With the SEC releasing detailed instructions and guidelines for Chinese companies wanting to list in New York, stocks see an influx of flows.
The SEC has finally helped lay out a roadmap for Chinese companies hoping to launch their initial public offerings (IPOs) in the U.S. According to Reuters, companies from China are being given clear guidelines on their disclosure requirements, which include the disclosing offshore vehicles known as variable interest entities (VIEs) of the companies.
Last month saw a freeze of all Chinese IPOs in the U.S. as SEC Chair Gensler brought to a halt what had been a record influx of companies from China to list in the U.S. The first seven months of 2020 brought in a record $12.8 billion from Chinese IPOs.
In a letter seen by Reuters from the SEC, companies seeking to list are now asked to “please describe how this type of corporate structure may affect investors and the value of their investment, including how and why the contractual arrangements may be less effective than direct ownership, and that the company may incur substantial costs to enforce the terms of the arrangements.”
The SEC has also added a disclosure agreement for Chinese companies that investors are not able to “hold equity interests in the Chinese operating company.”
While the stipulations are stringent, they are finally providing guidelines in a period of uncertainty, and China-listed stocks are seeing an uptick in inflows again.
KWEB Records Massive Inflows
Yesterday saw inflows of $514.97 million into the KraneShares CSI China Internet ETF (KWEB). It is a fund whose securities have been heavily affected by regulations, and yet it continues to see massive inflows as investors buy the dip.
Chart from eftdb.com
KWEB tracks the CSI Overseas China Internet Index and measures the performance of publicly traded companies outside of mainland China that operate within China’s internet and internet-related sectors.

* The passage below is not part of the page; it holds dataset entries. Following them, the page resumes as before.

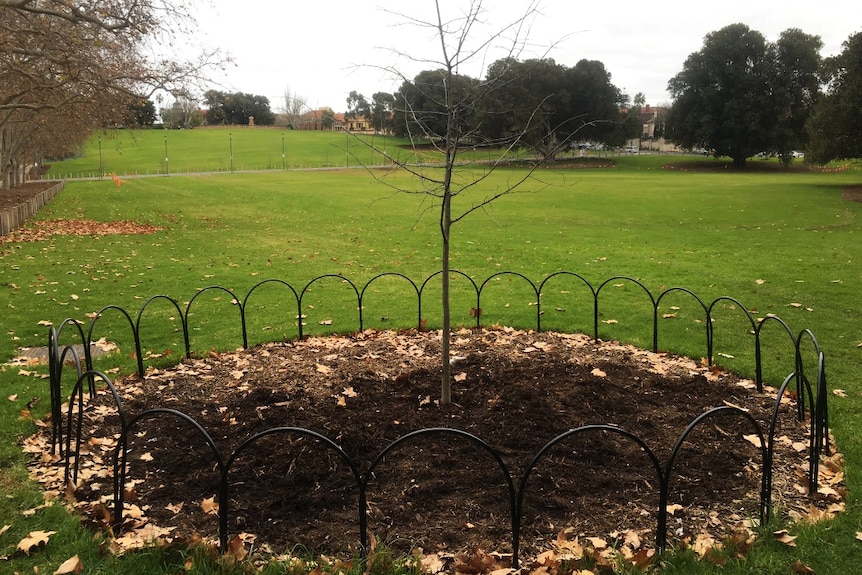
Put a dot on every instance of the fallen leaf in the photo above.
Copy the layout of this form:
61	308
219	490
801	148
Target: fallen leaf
34	539
236	548
784	537
801	568
71	565
432	564
754	439
210	506
174	508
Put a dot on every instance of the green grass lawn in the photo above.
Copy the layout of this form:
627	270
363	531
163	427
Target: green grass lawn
769	238
239	148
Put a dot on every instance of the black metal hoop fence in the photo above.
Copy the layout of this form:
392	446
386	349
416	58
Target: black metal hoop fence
67	433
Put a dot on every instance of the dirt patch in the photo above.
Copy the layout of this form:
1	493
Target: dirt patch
514	390
852	194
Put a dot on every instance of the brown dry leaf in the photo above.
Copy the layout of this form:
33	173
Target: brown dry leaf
476	561
71	565
704	544
597	542
174	508
236	548
801	568
784	537
754	439
210	506
34	539
432	564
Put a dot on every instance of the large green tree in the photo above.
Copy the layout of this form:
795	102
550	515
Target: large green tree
835	127
236	108
740	95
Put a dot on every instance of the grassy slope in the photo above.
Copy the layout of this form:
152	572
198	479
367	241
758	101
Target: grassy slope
715	233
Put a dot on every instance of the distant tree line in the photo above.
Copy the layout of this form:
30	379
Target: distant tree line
737	97
70	67
535	102
741	95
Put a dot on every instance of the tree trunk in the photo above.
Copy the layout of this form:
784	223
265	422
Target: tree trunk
445	227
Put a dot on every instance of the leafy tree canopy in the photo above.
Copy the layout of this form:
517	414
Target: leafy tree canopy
740	95
835	127
236	108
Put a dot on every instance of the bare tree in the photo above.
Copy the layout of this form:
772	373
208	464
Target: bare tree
294	106
452	104
77	65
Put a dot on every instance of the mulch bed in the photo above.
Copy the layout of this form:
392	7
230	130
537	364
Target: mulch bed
515	390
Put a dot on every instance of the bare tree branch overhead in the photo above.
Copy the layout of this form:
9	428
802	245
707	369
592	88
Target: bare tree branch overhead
68	67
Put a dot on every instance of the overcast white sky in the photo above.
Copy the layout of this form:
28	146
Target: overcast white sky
323	49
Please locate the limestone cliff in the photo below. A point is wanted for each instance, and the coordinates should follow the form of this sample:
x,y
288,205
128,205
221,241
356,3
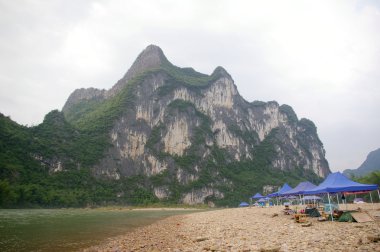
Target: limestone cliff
x,y
183,129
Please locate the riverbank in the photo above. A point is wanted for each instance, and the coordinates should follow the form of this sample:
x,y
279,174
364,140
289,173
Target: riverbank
x,y
247,229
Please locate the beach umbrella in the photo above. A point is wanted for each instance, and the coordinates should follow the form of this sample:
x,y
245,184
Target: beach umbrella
x,y
258,196
243,204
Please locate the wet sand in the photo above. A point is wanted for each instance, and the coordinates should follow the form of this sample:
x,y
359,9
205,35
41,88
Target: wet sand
x,y
248,229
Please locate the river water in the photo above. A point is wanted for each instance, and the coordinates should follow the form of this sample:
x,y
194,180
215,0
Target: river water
x,y
70,229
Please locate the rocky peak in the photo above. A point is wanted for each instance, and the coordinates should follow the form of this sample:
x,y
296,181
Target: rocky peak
x,y
220,71
152,57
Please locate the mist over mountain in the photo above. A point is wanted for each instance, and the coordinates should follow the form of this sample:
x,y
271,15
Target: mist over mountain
x,y
161,133
372,163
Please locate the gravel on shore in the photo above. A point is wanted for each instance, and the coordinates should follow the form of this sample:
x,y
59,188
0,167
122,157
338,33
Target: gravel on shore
x,y
247,229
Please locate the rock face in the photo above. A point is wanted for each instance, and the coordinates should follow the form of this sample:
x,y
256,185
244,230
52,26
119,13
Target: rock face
x,y
180,120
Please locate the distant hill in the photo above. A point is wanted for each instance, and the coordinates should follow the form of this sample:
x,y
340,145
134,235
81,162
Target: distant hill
x,y
372,163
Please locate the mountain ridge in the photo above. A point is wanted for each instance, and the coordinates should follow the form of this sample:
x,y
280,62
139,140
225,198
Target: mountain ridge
x,y
371,164
175,135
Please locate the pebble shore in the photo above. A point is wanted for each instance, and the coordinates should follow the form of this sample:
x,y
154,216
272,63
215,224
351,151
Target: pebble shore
x,y
247,229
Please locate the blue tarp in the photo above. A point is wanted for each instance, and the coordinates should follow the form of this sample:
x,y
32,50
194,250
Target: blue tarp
x,y
283,189
312,197
258,196
337,182
299,189
243,204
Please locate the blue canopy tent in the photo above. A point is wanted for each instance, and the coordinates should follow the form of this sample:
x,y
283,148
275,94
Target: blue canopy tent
x,y
336,182
299,189
258,196
312,197
283,189
243,204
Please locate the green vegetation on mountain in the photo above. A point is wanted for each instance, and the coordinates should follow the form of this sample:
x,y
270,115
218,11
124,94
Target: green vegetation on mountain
x,y
52,164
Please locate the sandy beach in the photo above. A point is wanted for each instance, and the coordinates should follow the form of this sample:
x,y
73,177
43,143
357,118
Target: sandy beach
x,y
248,229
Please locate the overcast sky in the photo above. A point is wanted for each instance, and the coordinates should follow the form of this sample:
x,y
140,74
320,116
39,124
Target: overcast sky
x,y
320,57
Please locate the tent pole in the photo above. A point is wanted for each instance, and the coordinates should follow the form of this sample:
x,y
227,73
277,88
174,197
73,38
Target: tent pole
x,y
299,195
328,196
337,199
370,195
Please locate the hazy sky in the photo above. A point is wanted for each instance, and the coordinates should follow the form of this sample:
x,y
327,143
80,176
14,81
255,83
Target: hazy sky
x,y
320,57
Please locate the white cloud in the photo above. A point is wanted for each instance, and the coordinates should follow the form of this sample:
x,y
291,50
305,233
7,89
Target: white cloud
x,y
321,57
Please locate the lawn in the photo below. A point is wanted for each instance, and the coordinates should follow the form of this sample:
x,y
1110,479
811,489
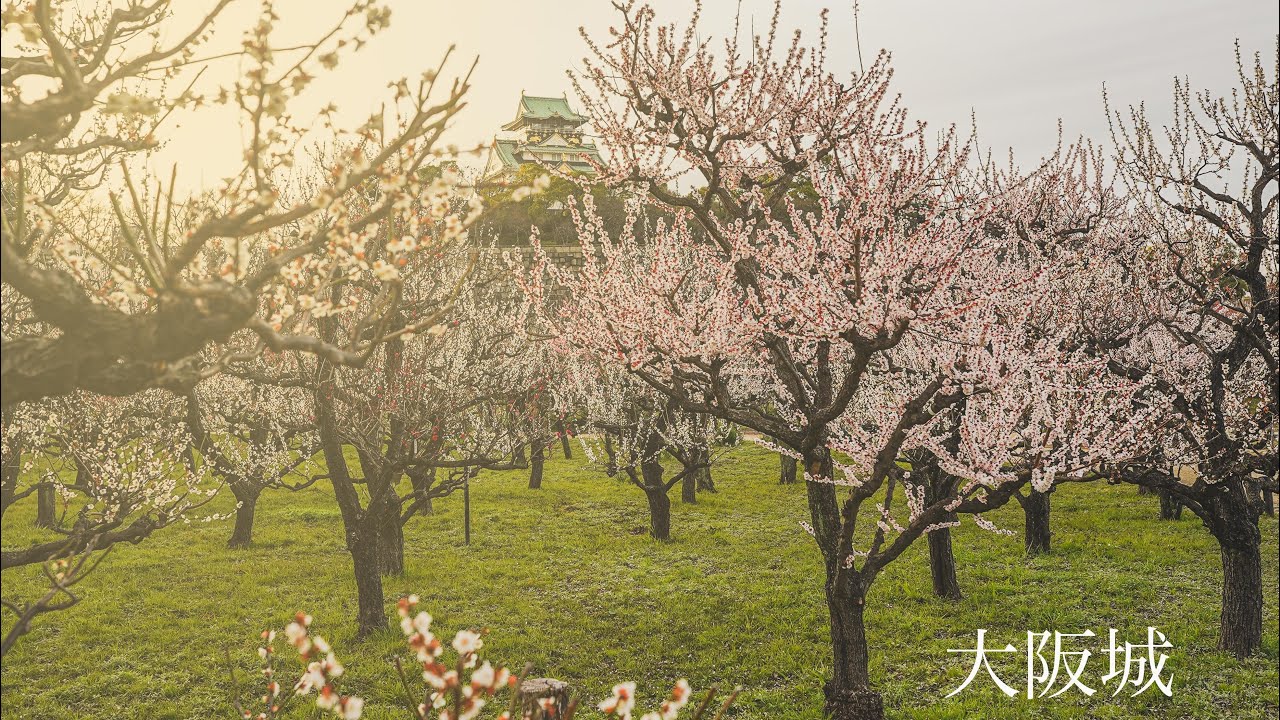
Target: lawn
x,y
567,578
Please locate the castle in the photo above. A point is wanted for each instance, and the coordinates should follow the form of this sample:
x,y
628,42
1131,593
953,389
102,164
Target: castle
x,y
547,131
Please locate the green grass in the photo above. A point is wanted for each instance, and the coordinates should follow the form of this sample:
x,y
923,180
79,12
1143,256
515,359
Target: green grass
x,y
567,578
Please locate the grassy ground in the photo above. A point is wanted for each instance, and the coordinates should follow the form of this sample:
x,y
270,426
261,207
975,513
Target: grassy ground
x,y
568,579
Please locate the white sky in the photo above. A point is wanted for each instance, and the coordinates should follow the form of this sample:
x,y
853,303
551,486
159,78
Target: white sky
x,y
1019,64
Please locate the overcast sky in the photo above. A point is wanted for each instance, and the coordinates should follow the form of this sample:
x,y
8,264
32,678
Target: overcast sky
x,y
1020,65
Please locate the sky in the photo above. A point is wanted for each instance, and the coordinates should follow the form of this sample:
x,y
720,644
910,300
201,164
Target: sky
x,y
1019,65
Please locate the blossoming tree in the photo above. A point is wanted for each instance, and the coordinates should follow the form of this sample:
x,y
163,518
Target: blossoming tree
x,y
1201,318
129,301
887,306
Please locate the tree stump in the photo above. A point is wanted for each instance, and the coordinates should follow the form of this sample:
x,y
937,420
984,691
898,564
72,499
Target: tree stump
x,y
535,689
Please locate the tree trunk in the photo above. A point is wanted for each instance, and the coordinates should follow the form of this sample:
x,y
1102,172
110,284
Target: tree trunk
x,y
538,458
1036,511
703,455
787,470
1234,522
565,445
362,546
942,565
423,479
46,506
385,516
1170,507
849,693
689,487
611,464
659,513
247,495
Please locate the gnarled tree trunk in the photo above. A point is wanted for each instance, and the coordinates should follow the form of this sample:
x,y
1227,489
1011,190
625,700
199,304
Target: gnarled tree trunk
x,y
849,695
1233,520
1170,507
786,470
659,511
848,692
611,455
246,496
536,459
1036,511
46,506
566,447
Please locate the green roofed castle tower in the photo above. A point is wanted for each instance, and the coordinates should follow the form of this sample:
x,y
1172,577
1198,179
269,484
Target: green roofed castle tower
x,y
545,130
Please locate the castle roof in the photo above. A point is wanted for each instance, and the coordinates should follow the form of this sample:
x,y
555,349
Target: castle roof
x,y
533,108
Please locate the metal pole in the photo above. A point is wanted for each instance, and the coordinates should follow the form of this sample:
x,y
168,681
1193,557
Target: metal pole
x,y
466,509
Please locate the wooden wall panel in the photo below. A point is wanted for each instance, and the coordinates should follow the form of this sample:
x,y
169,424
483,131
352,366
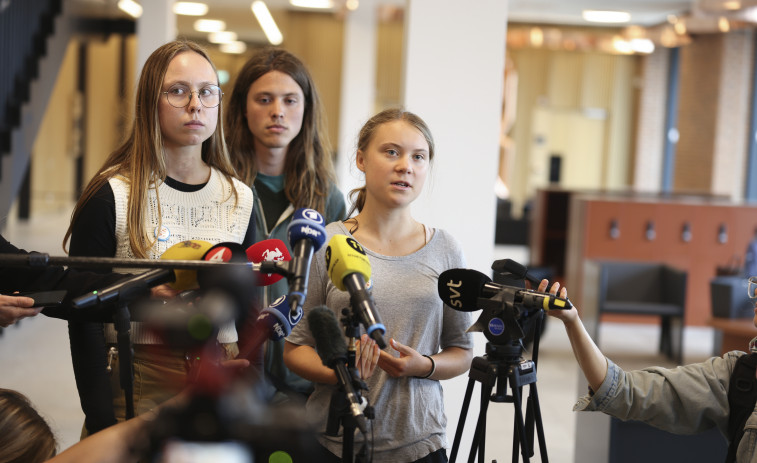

This includes companies that develop and market internet software and services, provide retail or commercial services via the internet, develop and market mobile software, and manufacture entertainment and educational software for home use.
KWEB provides exposure to the Chinese internet equivalents of Google, Facebook, Amazon, eBay, and the like, all companies that benefit from a growing user base within China, as well as a growing middle class.
The ETF has an annual expense ratio of 0.73%.